Alors que durant des décennies nos ancêtres se sont escrimé à partir aux Amériques chercher l’Eldorado, eh bien je vous le dis, ou plutôt c’est Monsieur Sudmine qui nous le dit, l’or en réalité il est  ici, oui ! Ici, sous nos pieds.

Bon, c’est vrai au premier regard cela n’est pas évident.  Au moment ou j’écris cet article si je regarde sous mes pieds je vois du parquet, mais vous allez dire que je fais preuve de mauvaise volonté. Alors, je vais sortir dans la rue. Pour l’instant sous mes pieds, je n’y vois que du goudron ; en m’éloignant un peu, je suis sur de l’herbe. Je ne vois toujours pas cet or promis. Mais où est il donc ? En me creusant un peu la tête, sous le béret, je devrais bien trouver autre chose que des cèpes. Le problème, c’est que le Basque se creuse la tête, alors que c’est le sol qu’il faut creuser pour trouver l’or. Et ça maintenant je le sais, grâce à Monsieur Sudmine et je m’en vais vous l’expliquer.


Maintenant, voici la leçon du jour à destinations des Basques. Notez bien, car je ne le répéterai pas…

Titre : « Comment trouver de l’or sans partir aux Amériques »

Vous prenez 126 km², plutôt entre Ustaritz, Cambo, Itxassou, Sare et Saint Pée sur Nivelle.

Vous montez un joli dossier, que vous appelez « Kanbo » ; ça fait plus authentique que Cambo !

Vous apportez 78.000 euros sur 210.000 euros prévus (ça c’est de l’engagement financier !)

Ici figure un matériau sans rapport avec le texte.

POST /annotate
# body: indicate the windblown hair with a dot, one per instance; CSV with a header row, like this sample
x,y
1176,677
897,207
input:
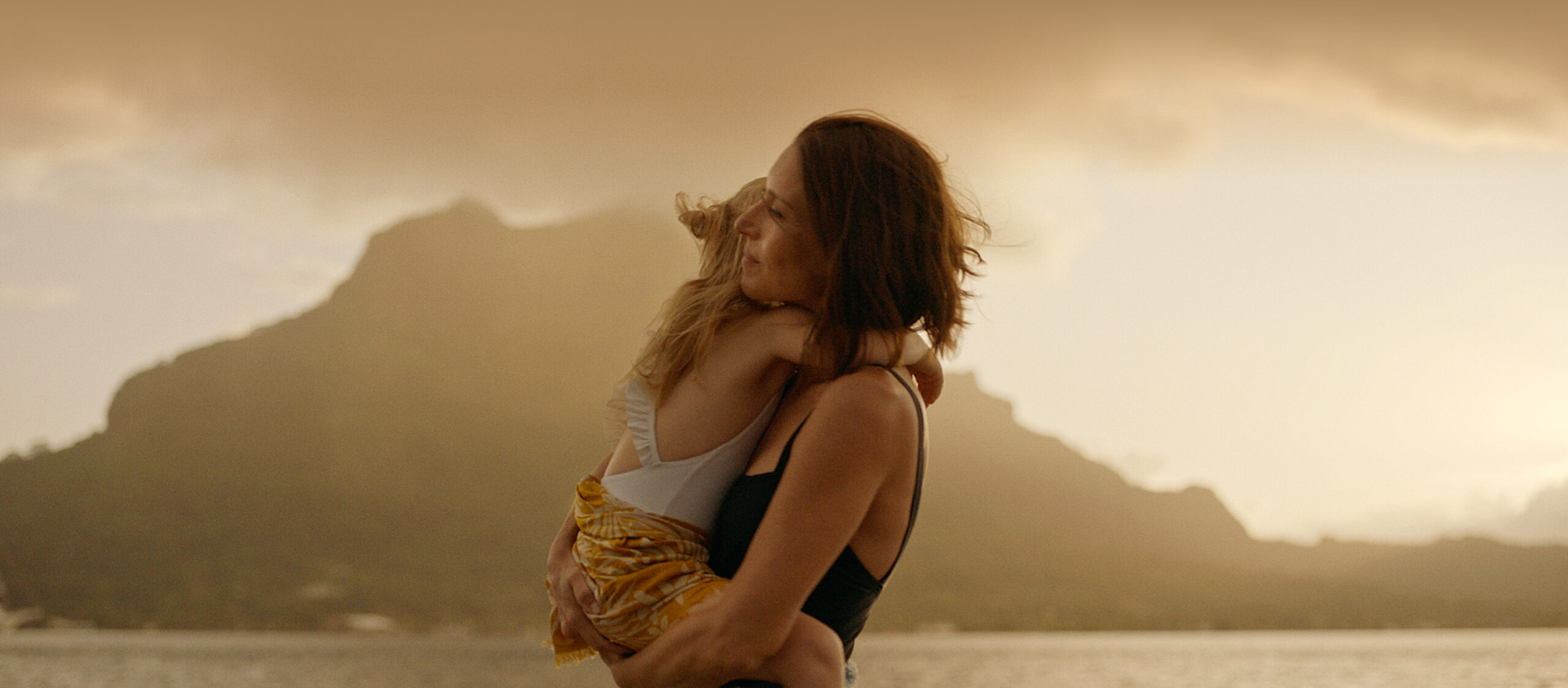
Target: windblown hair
x,y
899,244
700,308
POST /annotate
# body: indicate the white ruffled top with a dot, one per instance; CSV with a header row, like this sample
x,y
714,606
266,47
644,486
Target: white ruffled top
x,y
687,490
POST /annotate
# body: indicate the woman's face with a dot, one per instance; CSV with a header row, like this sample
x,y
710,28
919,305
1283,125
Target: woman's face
x,y
783,256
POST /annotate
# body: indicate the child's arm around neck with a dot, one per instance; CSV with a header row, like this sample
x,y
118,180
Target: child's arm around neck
x,y
789,334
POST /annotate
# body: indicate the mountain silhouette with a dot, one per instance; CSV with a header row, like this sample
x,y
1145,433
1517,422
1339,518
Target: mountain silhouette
x,y
408,449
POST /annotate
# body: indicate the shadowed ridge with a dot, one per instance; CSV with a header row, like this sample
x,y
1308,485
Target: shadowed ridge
x,y
408,449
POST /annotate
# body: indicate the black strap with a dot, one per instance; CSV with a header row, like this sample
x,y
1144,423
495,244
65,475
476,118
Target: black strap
x,y
919,466
919,469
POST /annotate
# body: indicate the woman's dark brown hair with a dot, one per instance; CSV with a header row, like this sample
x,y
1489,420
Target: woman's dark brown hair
x,y
899,244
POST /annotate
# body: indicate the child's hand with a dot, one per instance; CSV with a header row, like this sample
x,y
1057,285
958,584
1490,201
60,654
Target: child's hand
x,y
929,376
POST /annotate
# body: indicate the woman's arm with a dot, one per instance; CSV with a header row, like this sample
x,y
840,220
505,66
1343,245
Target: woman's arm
x,y
570,589
860,433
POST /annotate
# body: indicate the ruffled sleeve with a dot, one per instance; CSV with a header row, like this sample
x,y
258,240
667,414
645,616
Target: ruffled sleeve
x,y
640,421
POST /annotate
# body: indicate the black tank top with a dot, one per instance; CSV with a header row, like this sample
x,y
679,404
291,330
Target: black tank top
x,y
844,597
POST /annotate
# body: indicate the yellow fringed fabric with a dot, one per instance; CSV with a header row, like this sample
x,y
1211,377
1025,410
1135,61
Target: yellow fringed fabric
x,y
648,571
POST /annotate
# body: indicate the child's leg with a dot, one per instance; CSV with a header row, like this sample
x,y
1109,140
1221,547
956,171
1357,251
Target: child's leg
x,y
813,657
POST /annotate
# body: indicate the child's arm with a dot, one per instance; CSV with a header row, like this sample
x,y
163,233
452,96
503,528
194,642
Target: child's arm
x,y
789,328
927,375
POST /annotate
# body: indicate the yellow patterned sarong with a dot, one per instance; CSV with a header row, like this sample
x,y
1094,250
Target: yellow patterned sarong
x,y
648,571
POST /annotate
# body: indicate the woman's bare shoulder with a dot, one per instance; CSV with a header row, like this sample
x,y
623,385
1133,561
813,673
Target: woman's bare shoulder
x,y
869,398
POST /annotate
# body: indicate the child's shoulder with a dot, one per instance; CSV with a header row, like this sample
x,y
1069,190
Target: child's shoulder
x,y
778,317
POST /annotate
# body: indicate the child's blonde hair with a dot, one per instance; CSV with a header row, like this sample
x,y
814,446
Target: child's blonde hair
x,y
689,320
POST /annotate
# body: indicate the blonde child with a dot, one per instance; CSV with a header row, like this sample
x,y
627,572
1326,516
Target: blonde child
x,y
706,386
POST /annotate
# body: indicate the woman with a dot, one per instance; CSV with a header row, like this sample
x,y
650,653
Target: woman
x,y
860,230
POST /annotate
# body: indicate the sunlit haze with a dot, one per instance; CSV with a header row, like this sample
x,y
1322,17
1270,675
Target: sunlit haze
x,y
1308,258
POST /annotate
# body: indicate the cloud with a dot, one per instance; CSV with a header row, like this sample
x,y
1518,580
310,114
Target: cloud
x,y
37,297
358,104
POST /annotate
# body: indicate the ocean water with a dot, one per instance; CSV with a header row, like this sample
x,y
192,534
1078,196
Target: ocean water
x,y
1393,659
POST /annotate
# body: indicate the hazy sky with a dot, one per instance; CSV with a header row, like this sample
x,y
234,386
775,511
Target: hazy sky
x,y
1305,255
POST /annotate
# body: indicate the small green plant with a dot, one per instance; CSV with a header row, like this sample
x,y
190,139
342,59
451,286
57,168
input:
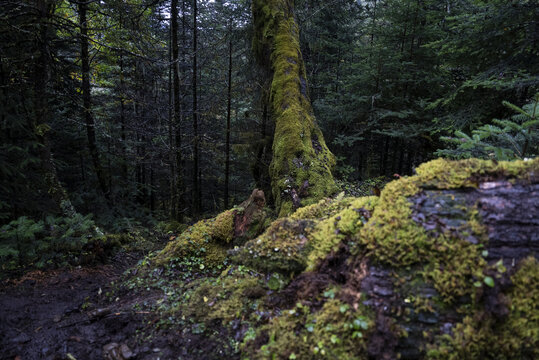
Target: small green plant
x,y
505,139
55,241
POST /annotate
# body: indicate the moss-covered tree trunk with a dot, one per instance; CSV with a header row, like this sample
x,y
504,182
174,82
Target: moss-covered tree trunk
x,y
301,167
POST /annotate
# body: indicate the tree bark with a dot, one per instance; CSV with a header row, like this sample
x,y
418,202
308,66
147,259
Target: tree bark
x,y
41,78
301,166
86,99
177,197
196,184
228,113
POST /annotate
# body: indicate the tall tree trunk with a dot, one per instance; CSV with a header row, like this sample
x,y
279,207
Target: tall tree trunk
x,y
301,166
228,113
55,189
177,198
86,99
196,184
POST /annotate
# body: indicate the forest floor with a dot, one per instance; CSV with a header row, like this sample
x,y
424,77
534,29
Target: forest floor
x,y
69,314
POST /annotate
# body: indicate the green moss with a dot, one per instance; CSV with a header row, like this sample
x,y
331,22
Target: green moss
x,y
171,227
300,155
195,241
300,241
450,262
481,336
223,226
233,295
282,247
334,332
328,234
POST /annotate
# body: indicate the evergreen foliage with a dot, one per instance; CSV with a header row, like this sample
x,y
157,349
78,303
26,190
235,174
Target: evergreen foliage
x,y
505,139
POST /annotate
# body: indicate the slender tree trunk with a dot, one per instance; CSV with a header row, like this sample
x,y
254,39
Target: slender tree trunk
x,y
228,113
196,184
86,99
171,140
177,198
301,165
40,125
385,151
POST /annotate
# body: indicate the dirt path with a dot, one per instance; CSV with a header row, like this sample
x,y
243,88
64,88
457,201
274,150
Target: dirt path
x,y
65,314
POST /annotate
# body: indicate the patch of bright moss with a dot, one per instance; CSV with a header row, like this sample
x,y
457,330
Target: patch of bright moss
x,y
292,244
328,234
480,336
334,332
197,240
233,295
282,247
223,226
452,264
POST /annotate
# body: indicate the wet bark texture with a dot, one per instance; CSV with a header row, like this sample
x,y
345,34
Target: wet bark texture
x,y
510,213
301,159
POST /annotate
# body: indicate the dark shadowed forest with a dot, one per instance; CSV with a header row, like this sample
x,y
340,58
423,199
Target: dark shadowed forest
x,y
206,179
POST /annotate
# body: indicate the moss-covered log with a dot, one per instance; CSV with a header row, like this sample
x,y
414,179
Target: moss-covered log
x,y
301,165
443,265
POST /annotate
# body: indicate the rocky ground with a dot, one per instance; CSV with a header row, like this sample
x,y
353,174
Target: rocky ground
x,y
66,314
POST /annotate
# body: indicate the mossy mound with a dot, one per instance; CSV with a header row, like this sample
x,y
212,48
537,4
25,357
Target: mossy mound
x,y
290,245
412,274
336,331
207,239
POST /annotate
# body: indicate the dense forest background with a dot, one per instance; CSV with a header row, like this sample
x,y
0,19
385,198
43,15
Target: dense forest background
x,y
139,111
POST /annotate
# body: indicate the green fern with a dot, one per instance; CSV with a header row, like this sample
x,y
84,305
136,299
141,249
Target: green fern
x,y
504,139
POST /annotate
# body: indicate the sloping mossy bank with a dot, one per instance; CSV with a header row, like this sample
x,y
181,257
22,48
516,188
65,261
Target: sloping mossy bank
x,y
414,274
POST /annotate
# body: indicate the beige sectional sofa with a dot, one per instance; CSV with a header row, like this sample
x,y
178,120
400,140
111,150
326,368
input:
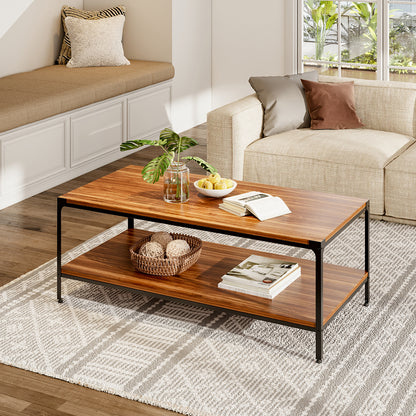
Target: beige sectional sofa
x,y
377,162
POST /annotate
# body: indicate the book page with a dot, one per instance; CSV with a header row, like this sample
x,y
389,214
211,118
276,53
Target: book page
x,y
266,208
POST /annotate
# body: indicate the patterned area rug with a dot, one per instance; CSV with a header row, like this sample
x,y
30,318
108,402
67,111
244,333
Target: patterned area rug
x,y
203,362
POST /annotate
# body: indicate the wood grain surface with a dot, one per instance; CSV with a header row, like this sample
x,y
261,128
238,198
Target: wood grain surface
x,y
28,239
110,263
315,216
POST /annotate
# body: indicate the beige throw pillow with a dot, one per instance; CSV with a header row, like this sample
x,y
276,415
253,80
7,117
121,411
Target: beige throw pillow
x,y
67,11
96,42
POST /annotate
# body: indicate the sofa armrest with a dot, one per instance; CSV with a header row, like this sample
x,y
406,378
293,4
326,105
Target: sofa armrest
x,y
231,129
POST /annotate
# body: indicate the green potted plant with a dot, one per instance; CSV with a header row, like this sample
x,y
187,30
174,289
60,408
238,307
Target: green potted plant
x,y
170,163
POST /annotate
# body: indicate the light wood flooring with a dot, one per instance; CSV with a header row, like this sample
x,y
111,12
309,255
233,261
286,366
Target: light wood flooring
x,y
27,240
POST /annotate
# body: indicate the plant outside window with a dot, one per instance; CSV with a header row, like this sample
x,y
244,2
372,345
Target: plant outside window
x,y
343,38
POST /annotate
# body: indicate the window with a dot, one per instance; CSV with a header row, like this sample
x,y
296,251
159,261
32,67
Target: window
x,y
360,39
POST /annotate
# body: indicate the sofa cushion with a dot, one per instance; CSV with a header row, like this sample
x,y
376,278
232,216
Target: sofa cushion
x,y
400,177
331,106
65,53
31,96
346,162
96,42
283,101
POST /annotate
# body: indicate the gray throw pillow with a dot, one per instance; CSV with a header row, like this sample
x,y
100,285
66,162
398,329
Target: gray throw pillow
x,y
283,101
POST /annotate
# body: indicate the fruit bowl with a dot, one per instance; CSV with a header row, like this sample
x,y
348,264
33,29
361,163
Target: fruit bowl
x,y
215,193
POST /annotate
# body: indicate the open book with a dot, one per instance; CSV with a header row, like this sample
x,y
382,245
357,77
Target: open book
x,y
260,204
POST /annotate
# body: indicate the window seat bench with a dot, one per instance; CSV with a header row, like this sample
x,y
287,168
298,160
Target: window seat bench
x,y
57,123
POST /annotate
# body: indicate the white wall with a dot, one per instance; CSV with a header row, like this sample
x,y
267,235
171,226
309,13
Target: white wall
x,y
191,56
148,27
31,33
248,39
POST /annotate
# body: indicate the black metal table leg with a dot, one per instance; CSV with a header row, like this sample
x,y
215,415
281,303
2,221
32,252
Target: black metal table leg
x,y
367,253
319,294
60,205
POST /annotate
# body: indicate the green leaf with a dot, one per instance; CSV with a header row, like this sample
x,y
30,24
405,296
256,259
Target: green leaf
x,y
135,144
157,167
201,162
185,143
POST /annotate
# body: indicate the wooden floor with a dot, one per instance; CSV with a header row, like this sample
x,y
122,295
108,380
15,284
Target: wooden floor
x,y
28,239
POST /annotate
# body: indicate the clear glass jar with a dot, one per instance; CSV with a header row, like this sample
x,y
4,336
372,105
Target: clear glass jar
x,y
176,183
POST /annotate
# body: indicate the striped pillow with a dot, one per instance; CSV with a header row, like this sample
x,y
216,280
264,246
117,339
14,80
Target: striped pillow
x,y
65,54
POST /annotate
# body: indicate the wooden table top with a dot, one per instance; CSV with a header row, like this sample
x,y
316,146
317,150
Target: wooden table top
x,y
315,216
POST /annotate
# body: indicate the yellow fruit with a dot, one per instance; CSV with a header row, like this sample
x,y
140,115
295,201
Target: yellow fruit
x,y
214,177
201,182
229,183
208,185
220,185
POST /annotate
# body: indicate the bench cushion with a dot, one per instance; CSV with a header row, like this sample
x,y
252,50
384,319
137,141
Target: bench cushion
x,y
346,162
31,96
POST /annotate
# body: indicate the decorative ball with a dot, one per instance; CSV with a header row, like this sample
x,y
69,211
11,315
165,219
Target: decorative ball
x,y
152,249
161,237
177,248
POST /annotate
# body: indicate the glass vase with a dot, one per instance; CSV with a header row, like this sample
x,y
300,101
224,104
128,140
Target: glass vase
x,y
176,183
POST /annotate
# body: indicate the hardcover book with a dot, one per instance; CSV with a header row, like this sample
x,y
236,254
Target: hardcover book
x,y
261,276
260,204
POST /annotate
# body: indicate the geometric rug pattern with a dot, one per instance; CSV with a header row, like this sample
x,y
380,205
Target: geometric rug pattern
x,y
198,361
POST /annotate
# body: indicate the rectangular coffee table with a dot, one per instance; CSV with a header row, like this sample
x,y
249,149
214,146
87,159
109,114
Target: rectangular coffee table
x,y
309,303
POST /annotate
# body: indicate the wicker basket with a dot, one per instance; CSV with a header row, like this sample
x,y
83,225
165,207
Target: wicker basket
x,y
166,266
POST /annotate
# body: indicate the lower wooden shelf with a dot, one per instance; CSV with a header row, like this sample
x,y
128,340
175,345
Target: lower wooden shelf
x,y
110,263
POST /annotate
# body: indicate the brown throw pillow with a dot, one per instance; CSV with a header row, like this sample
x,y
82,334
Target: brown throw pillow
x,y
65,53
331,105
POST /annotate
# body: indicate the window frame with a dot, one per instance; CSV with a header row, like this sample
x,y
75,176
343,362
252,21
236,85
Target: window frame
x,y
383,61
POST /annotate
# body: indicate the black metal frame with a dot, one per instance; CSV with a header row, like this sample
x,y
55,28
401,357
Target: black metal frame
x,y
316,247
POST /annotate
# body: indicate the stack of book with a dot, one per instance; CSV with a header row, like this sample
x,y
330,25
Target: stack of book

Vous « impliquez » la population pour la différence avec une opération de crowfunding (je traduis : vous tapez les Basques !)

Vous divisez la recherche en trois phases : les deux premières « sans impact notable » sur l’environnement ; une troisième phase qui « sera le principal facteur d’impact potentiel sur l’environnement » (ça promet !)

Vous faites 145 trous dans la zone (voir la carte)

Vous triez 1.000.000 de grammes de terre et de cailloux pour 1 à 2 grammes d’or, les bons jours.

Vous gardez l’or et rendez aux locaux la terre et les cailloux provenant des susdits trous.

Et vous voilà riche comme Crésus.


C’était si facile et on ne le savait pas. Il parait même que les Romains le savaient, deux siècles avant JC. Mais, ils sont repartis sans nous le dire, c’est pas sympa ! Même que si on est sage on nous fera un musée pour nous rappeler le patrimoine minier antique du Pays Basque.

Et tout ça c’est grâce à Monsieur Sudmine que nous le savons.

Alors Monsieur Sudmine je tiens à vous dire bravo, bravo et merci pour tout l’intérêt que vous portez à notre petit territoire. Mais on ne peut pas accepter, c’est trop ! Trop d’un coup, trop d’or, on n’est pas habitué.


Et d’ailleurs que faire avec tout cet or ?

Vous savez, de l’or on en a déjà plein. Mais ici, il est rouge comme le piment, ou vert comme nos prairies et collines, ou bleu comme l’océan et nos rivières. Il est jaune aussi, couleur du maïs avec lequel on fait des galettes de pain, le taloa que l’on mange en buvant du cidre Xagarno, couleur or.

JPE

2 commentaires au sujet de cet article

  1. bon, tout ça c’est bien beau, mais si dans leur grande bonté, ils nous laissent l’or et repartent avec leurs trous et leurs cailloux? Mais suis je bête (à peine plus qu’un Basque, puisque j’ai des ancêtres Bretons) je crois qu’il ont prévu de faire l’inverse! Le pire, c’est que dans leurs trous, ont ne pourra même pas planter un seul piment…ni plus rien d’autre d’ailleurs!!!